2015年6月28日日曜日

沖縄への旅 アメリカ文化


アメリカと沖縄の本格的な関わりは太平洋戦争後となるが、幕末にペリー艦隊が日本との交渉の前に琉球へ来航し、1853526日に那覇港に入港しており、早くも沖縄をアメリカ領土にすべく画策していた。
那覇泊港近くには、「外人墓地」と「ペリー来航記念碑」があり、横浜との共通点が見いだせる。

太平洋戦争終結後の琉球政府はアメリカの傀儡政権であり、事実上沖縄はアメリカの統治下となった。しかし、アメリカの統治は軍事目的であったため、沖縄古来の文化に対しては、特に厳しい制限はなかったが、そのアメリカ流の影響は生活様式に反映されている。

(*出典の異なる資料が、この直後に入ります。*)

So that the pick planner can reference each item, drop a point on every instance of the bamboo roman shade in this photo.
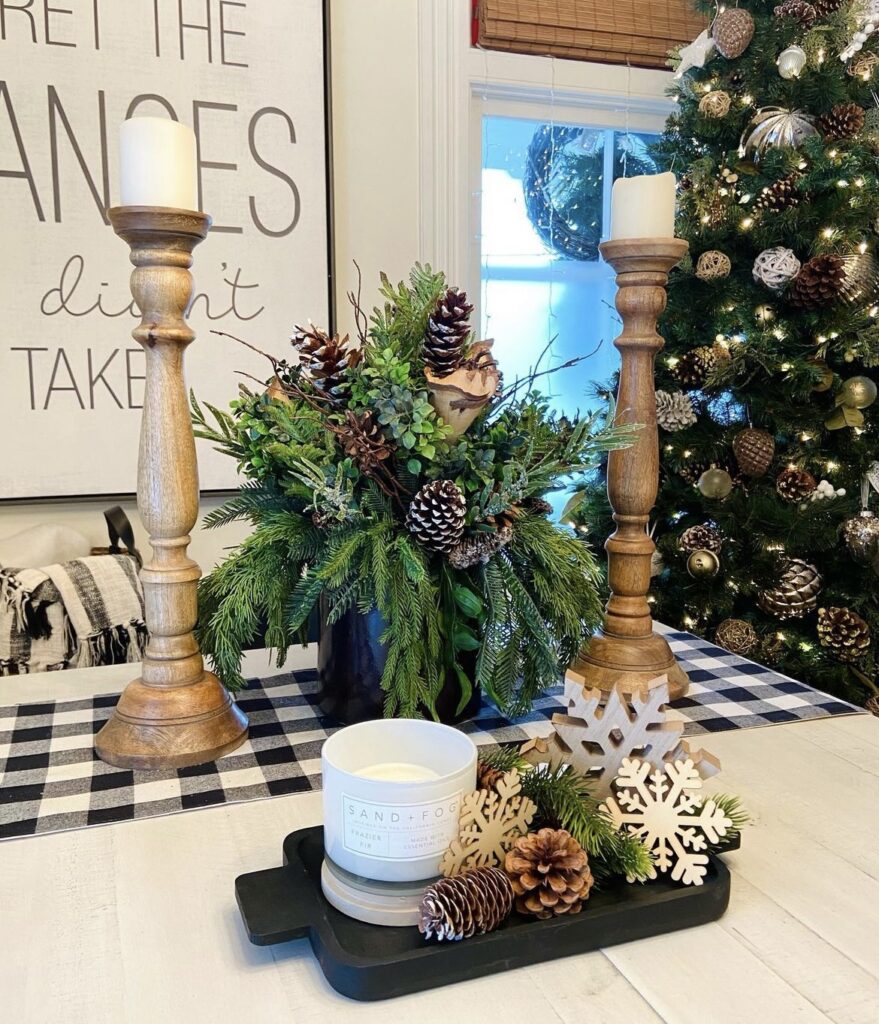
(610, 31)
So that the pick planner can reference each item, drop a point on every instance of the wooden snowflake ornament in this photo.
(600, 730)
(664, 808)
(491, 821)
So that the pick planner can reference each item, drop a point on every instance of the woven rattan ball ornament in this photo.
(733, 32)
(844, 633)
(703, 564)
(715, 103)
(794, 484)
(842, 121)
(715, 483)
(713, 264)
(796, 592)
(754, 451)
(737, 636)
(550, 873)
(861, 535)
(470, 903)
(701, 538)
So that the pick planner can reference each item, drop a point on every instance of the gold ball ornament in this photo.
(712, 265)
(703, 564)
(733, 31)
(715, 483)
(857, 392)
(715, 103)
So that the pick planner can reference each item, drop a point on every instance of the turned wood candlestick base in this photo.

経済面においては、切手は琉球政府発行で、通貨はアメリカ軍発行のB円(B型軍票)となったが、今回是非それを入手したいと思い、那覇の観光案内所で入手可能な店を訪ねると、老齢の女性が国際通り中程にある切手・古銭売場を紹介してくれた。

 
 
琉球切手
 
B円


また、当時米軍による衛生基準に合格した業者には、Aサイン(Approved(許可済))許可証が与えられており、これもコザの老舗レストランで見ることが出来た。

 
コザのかつてのAサインレストラン
コザのチャーリータコス
 
アメリカの圧倒的な物資の流入は、沖縄の食生活に大きな影響を及ぼしており、現在でもその名残は容易に見つけることが出来る。

沖縄のスーパーで、滞在中の食品の物色ついでに沖縄食材を観察したので簡単に羅列する。
(スーパーなので写真は撮れませんでした)

缶詰のポークランチョンミート(ポーク・チャンプル-として利用される)、コンビーフハッシュは現在でも沖縄の家庭の必需品であり、沖縄物産店でも入手できる。

 飲料はコーク、ペプシ以外にA&Wルートビアや7upなどが当時輸入されたものである。一般的な沖縄の紙パック入り飲料の容量は、500ミリリットルや1リットルではなく、473ミリリットルや946ミリリットルで、一見すると実に中途半端な容量なのだが、ガロンで計っていたことによるアメリカ軍統治時代の名残である。

 
 
 


 
ルートビア

また、那覇市内にはステーキ専門店が多くあるが、沖縄では大きな肉が安く食べられるとのことで、今でも人気があり(今や本土と変わらない値段や量の店もあるので要注意)、必ず輸入ソースの「A1ソース」が置かれている。

沖縄ではハンバーガー・ホットドック・ピザなどアメリカ風のファーストフードが早くから普及し、ハンバーガー・チェーン店の沖縄進出は、マクドナルドの日本進出よりも早かった。

沖縄土産屋に置かれているブルーシール・アイスクリームは、沖縄の米軍基地に従事するアメリカ人向けに、アメリカ人の日常食である乳製品を供給するための施設としてフォーモスト社の工場が基地内で創業した。
 
国際通りのブルーシール直売店

 
今回の旅で、沖縄中部の金武町(キン町)に出かけたが、この地で生まれたのがタコライスである(タコスの具をご飯の上にのせたもので、以外とおいしい)。

 
金武町のタコライス店・キングタコス

 
タクシー運転手が復帰前の話をしてくれた。
「最近の若者は泡盛をロックで飲むでしょう。昔はあんな飲み方はしなかったです。泡盛はコーラかソーダで割って飲んだものです。今でも古い人はこの飲み方をしますよ。もっともあの頃の泡盛はえらい匂いがしましたので。我々の世代が一番飲んでいたのは米軍から流れたウイスキーです。今は珍しくもないのであまり飲む人はいませんがね。」
 


 
現在は、これらの食材はほとんど米軍向けではなく、沖縄の住民か観光客向けとなっており、米軍関係者の大半は基地内のPXを利用して米本国の食料品を入手している。
今、沖縄の街中に残るアメリカ食文化はある意味、アメリカにとっても古い文化なのかもしれない。
沖縄の食文化には日本人にとっても、アメリカ人にとってもあの頃を感じることが出来るのかもしれない。